FROM RIGHTS TO ENTERPRISE : THE STORY OF AMA SANGATHAN
Ama Sangathan began as a movement of tribal women and tribal people in general to protect their rights and their natural ecosystem, two entities that perhaps go hand in hand for most tribal and ‘ecosystem’ people. In the early nineties, Ama Sangathan began a network with other tribal women’s organisations in districts like Kalahandi, Malkangiri, Koraput, Nawrangpur, Keonjhar, and Mayurbhanj. In this, they were supported by grassroots based organisations like Agragamee.

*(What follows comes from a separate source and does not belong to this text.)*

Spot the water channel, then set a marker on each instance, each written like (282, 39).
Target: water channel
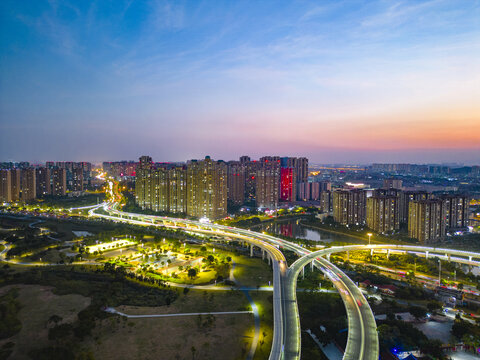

In 1993, Ama Sangathan petitioned the Chief Minister to address issues of exploitation and rights of tribal communities in different parts of the state. A major issue was that of rights over minor forest produce. Lead by the women’s group, Mandibisi Mahila Mandal, women in Kashipur had been trying to check the cheating and exploitation by middle-men in the area of minor forest produce. The government policy denied any benefit to tribal gatherers of minor forest produce by giving monopoly rights to traders, and government corporations like the TDCC to buy and sell minor forest produce.
As women complained about the issue, the Chief Minister agreed that women could buy and sell MFP in tribal areas if they registered as a Mahila Mandal. But, this did not solve the problem, as the forest department was loathe to grant any rights to tribals or women’s groups for that matter on this issue. A long and bitter struggle ensued, lead by the women of Mandibisi. During this time, the stock of brooms collected by the Mandibisi Mahila Mandal was seized by the forest department, women were booked in false cases, and had to run from pillar to post, facing trials and court cases, and the entire nation woke upto the fact of dreadful exploitation that underlies the trade in Minfor forest Produce. Finally, in 2000, the Government of Orissa, realised that tribal people deserved a better deal than being pawns in the hands of profit minded business interests, and changed the MFP policy, giving the rights over minor forest produce to the Panchayats in the Scheduled V areas.
The movement linked together women and women’s groups from many villages in the remote Tahsil of Kashipur in the fifth Schedule District of Rayagada and Orissa, and decided to go in for a formal identity by registering under the Societies Act of 1860. Rising upto the occasion, it also took up the challenge of processing and marketing agricultural and minor forest produce from the tribal regions, and became the first tribal women’s enterprise to take up such efforts in Orissa.
A follow up to its efforts at changing the MFP policy this micro-enterprise had manifold impact breaking the monopoly of the local middlemen over trade in the area, as also in increasing the bargaining power of the tribal community in selling its products. Prices of the items marketed by Ama Sangathan went up by 300% and for the first time in the region, tribal women were able to handle machinery with confidence, and enter into the value-addition chain, creating local employment, and helping wage earners find an alternative to the landlords and contractors. Ama Sangathan sells its products to different states, including Andhra Pradesh, Chhatisgarh, and Tamil Nadu, and has been recognised far and wide for its pioneering work in taking advocacy efforts forward to mean enterprise and profits to its members.